Montréal est un joueur de premier plan dans la haute technologie. C’est le deuxième pôle en importance en Amérique du Nord. C’est à Montréal où la recherche et le développement (R&D) sont les plus importants après la Silicon Valley. Près de la moitié des exportations technologiques canadiennes proviennent du Québec.

Ottawa n’appuie pas suffisamment nos petites, moyennes et grandes entreprises des secteurs de haute technologie qui font de la R&D. On préfère soutenir la recherche industrielle en milieu universitaire et les transferts de technologies qui s’ensuivent.

C’est la façon de faire dans les autres provinces, afin de pallier la quasi absence de R&D dans les entreprises hors Québec, qui sont principalement des filiales d’entreprises américaines et davantage spécialisées en moyennes technologies.

Les généreuses baisses d’impôts accordées par Ottawa au secteur financier et à l’ensemble des entreprises a réduit l’avantage que constituaient les crédits d’impôts destinés à la R&D.

Le résultat de cette absence d’engagement se voit dans les difficultés des secteurs porteurs de l’économie du Grand Montréal, comme les compagnies pharmaceutiques, le multimédia et l’aéronautique.

L’industrie pharmaceutique montréalaise est en plein démantèlement, alors qu’un coup de pouce lui aurait permis de se démarquer à l’échelle nord-américaine et de constituer un pivot entre les pharmaceutiques suisses et le marché nord-américain.

Un accord Canada-Europe bien négocié aurait pu profiter à plusieurs secteurs de pointe de notre métropole, le Québec étant bien positionné comme intermédiaire entre les économies européenne et nord-américaine.

Lorsqu’il est question d’aider le secteur aéronautique montréalais, Ottawa fait pression pour disperser les emplois à travers les villes canadiennes.

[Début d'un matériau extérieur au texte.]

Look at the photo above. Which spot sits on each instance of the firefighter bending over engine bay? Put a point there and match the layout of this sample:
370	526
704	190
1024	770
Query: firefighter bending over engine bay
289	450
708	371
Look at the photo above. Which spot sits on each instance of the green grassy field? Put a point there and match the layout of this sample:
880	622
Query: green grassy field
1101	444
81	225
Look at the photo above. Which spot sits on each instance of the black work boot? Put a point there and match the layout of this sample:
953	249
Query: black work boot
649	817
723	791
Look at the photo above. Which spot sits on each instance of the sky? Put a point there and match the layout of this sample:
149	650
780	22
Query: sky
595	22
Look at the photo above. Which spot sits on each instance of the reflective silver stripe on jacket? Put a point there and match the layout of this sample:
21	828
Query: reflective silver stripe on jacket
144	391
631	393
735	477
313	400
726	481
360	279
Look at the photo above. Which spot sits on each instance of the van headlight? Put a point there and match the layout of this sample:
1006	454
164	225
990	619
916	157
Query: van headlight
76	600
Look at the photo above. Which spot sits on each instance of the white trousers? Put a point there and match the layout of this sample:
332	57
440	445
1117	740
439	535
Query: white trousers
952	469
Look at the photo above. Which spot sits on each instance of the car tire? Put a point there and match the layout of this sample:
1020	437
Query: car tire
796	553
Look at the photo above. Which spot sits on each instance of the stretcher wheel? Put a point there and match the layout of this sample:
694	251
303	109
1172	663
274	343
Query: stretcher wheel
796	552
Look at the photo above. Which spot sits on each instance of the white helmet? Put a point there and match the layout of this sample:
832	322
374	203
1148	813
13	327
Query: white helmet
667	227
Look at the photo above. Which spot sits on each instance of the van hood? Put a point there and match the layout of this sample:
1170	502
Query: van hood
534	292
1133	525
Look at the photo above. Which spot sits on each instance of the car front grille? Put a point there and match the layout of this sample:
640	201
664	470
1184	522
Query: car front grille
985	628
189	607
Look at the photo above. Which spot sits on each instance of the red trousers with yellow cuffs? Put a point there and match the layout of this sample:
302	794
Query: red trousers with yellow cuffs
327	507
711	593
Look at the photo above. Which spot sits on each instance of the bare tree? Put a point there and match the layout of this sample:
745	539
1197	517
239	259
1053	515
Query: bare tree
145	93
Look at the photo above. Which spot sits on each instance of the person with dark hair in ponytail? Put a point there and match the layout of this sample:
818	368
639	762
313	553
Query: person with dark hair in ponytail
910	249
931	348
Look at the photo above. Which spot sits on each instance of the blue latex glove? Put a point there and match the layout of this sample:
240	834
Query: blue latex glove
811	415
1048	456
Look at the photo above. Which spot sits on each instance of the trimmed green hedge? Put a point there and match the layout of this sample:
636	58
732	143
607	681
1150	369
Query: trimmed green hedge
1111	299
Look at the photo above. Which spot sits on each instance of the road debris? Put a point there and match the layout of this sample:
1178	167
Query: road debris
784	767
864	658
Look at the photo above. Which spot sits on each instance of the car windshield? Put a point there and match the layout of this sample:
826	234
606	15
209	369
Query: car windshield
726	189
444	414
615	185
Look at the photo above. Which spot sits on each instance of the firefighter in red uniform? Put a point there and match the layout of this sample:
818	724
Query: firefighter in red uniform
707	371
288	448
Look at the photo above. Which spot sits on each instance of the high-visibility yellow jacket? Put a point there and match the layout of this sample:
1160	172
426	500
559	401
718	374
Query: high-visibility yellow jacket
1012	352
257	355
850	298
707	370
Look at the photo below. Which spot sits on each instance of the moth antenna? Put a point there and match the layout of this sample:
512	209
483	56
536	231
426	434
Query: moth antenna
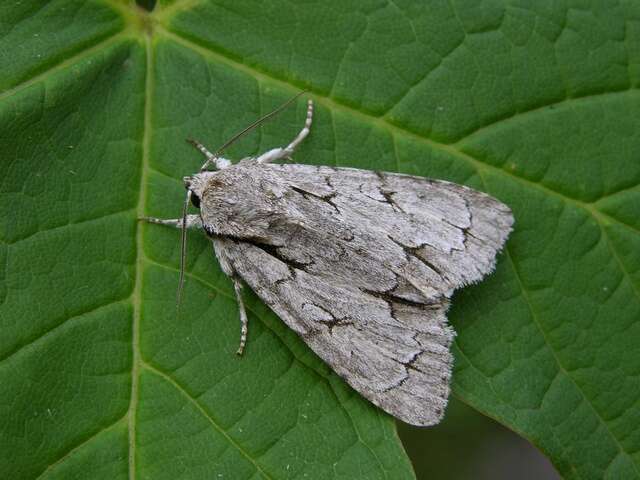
183	248
251	127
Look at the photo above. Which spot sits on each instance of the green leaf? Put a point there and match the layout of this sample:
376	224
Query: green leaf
534	102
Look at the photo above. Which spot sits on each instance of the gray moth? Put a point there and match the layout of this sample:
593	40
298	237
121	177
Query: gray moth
360	264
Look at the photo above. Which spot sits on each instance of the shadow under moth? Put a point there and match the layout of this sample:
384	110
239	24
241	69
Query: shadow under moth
360	264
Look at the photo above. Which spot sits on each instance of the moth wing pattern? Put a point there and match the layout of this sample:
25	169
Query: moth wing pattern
365	276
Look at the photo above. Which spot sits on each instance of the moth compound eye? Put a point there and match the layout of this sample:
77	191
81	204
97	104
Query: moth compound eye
195	200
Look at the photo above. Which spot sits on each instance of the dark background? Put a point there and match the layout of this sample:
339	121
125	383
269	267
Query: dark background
468	445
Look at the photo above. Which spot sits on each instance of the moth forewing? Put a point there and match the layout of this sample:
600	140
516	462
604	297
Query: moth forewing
360	264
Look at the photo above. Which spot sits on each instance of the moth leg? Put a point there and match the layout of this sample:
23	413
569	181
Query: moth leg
237	284
219	162
227	268
193	221
286	152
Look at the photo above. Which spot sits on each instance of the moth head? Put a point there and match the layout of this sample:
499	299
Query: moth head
196	185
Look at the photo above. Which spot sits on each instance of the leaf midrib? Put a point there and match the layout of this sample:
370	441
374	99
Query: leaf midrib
452	149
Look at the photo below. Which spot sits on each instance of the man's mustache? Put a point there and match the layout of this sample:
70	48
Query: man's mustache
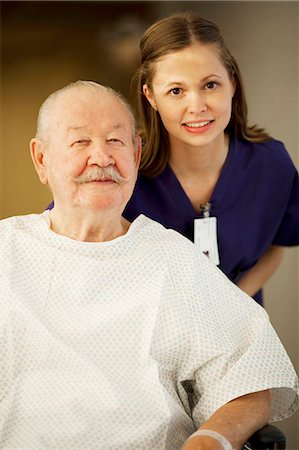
101	174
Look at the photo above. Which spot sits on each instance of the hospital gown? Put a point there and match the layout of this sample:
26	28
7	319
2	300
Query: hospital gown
126	344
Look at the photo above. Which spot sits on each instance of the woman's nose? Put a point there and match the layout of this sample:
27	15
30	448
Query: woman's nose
196	103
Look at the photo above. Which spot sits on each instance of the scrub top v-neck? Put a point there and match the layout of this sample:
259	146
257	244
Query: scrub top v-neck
255	201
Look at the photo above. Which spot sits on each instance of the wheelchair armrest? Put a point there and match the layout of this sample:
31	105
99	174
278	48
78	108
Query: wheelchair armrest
268	437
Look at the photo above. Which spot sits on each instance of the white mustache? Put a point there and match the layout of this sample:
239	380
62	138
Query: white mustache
100	174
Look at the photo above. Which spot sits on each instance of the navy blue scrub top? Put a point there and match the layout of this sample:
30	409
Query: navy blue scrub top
256	202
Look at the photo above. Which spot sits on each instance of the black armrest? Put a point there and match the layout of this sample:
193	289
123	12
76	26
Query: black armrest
269	437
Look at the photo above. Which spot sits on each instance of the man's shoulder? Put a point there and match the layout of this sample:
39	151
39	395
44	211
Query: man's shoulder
155	232
18	223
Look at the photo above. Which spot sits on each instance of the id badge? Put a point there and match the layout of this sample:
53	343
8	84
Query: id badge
205	237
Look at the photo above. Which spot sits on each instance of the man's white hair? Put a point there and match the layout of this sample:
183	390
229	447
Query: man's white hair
43	119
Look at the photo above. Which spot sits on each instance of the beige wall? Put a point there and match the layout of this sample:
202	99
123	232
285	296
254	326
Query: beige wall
42	55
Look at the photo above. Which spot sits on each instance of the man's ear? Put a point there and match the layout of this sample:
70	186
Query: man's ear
149	96
37	149
138	150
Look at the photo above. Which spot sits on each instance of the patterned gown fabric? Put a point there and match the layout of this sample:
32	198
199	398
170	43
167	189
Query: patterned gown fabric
126	344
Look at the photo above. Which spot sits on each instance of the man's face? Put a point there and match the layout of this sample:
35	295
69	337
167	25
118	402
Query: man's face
90	130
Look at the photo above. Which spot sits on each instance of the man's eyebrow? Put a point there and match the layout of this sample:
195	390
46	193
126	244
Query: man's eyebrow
119	125
74	128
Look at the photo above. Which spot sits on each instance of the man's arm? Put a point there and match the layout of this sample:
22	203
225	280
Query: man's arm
255	278
236	421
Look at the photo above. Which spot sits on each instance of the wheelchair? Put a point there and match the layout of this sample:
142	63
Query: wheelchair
267	438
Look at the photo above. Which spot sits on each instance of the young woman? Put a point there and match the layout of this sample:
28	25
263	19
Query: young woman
201	160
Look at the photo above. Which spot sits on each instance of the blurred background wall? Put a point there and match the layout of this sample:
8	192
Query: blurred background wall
45	45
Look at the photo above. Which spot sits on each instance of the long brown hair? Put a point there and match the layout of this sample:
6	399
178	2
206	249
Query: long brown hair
168	35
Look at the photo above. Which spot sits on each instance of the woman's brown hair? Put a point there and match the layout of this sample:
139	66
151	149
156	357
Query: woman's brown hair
168	35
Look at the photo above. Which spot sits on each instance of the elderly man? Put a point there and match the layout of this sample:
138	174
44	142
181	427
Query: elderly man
121	336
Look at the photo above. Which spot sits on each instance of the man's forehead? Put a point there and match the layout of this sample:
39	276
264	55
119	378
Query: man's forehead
122	126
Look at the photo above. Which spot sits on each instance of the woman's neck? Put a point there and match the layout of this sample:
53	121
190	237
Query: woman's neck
206	161
198	169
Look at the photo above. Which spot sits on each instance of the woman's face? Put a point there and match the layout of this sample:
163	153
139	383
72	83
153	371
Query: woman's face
192	92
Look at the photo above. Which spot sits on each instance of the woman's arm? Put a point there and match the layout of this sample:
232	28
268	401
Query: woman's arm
255	278
236	421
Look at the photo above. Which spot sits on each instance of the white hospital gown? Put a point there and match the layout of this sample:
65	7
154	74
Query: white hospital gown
102	341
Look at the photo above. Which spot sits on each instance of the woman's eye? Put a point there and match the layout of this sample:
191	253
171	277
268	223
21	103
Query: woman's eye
175	91
211	85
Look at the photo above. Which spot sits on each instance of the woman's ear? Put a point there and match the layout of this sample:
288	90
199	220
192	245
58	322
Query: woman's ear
149	96
37	148
138	151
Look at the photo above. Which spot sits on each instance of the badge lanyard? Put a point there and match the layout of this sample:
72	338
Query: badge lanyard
205	234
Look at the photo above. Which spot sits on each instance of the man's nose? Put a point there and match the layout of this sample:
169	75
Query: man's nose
100	154
196	103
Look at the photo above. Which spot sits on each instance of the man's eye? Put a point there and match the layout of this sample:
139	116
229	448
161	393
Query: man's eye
211	85
81	142
175	91
115	140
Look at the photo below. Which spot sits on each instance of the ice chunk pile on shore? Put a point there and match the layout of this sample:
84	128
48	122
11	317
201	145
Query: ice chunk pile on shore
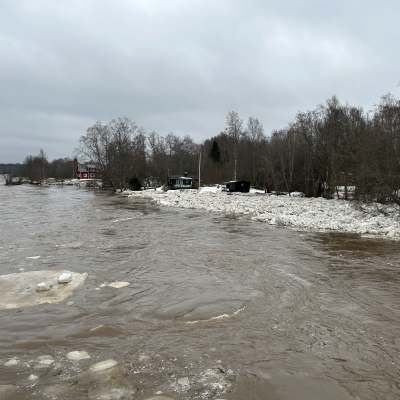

C’est l’Ontario qui rafle la part du lion du programme de subventions fédérales versées à ce secteur.

Cela contribue indirectement à affaiblir la grappe aéronautique du Grand Montréal, troisième pôle mondiale de ce secteur, après Seattle avec Boeing et Toulouse avec Airbus. Cela explique la lenteur et le peu d’enthousiasme à répondre à la demande de crédit pour Bombardier.

Ottawa ne daigne même pas faire respecter sa propre loi concernant le maintien de l’entretien des avions d’Air Canada par Aveos. Aucune réaction n’a été exprimée suite aux mises à pied de Bell Helicopter, CAE et Bombardier.

Aucun engagement non plus pour garantir le maintien du siège social de Rona à Boucherville, advenant sa vente, un pouvoir d’intervention que détient pourtant Ottawa et non Québec.

Ce sont 2 000 emplois de qualité qui dépendent directement du siège social de Rona. Presque la moitié des achats de l’entreprise sont effectués auprès de fournisseurs québécois. Les relations de ces derniers deviendront nettement plus difficiles, s’ils doivent négocier avec le géant Lowe’s, dont le siège social est situé dans le sud des États-Unis.

Alors que le Grand Montréal est la capitale canadienne du chômage, le programme d’assurance-emploi ne fonctionne plus. À force d’avoir été charcuté, moins de quatre travailleurs sur dix qui perdent leur emploi ont aujourd’hui accès à ce programme.

Ottawa, qui s’est croisé les bras devant le démantèlement de la Bourse de Montréal au profit de celle de Toronto, s’active à faire disparaître l’Autorité des marchés financiers du Québec au profit de Bay Street.

Tant que le Québec demeurera une province canadienne, Montréal sera condamnée à voir son rôle de pôle économique s'éroder. C’était, il y a plus de 30 ans, l’analyse de l’urbaniste torontoise Jane Jacobs. Les événements lui ont donné raison.

Face à ce désengagement du gouvernement fédéral quant au développement de notre métropole et de toute l’économie du Québec, la péréquation représente un bien pauvre prix de consolation. Il en est de même du programme des infrastructures du gouvernement Trudeau. Des prix de consolation largement payés par les impôts que nous versons à Ottawa!

Tant que le Québec demeurera au sein de la fédération canadienne, il sera condamné à être privé des outils dont dispose l’État central pour développer l’économie en fonction des intérêts du Canada anglais. S’ensuit pour le Québec un combat à armes inégales pour se tailler une place dans l’économie mondialisée.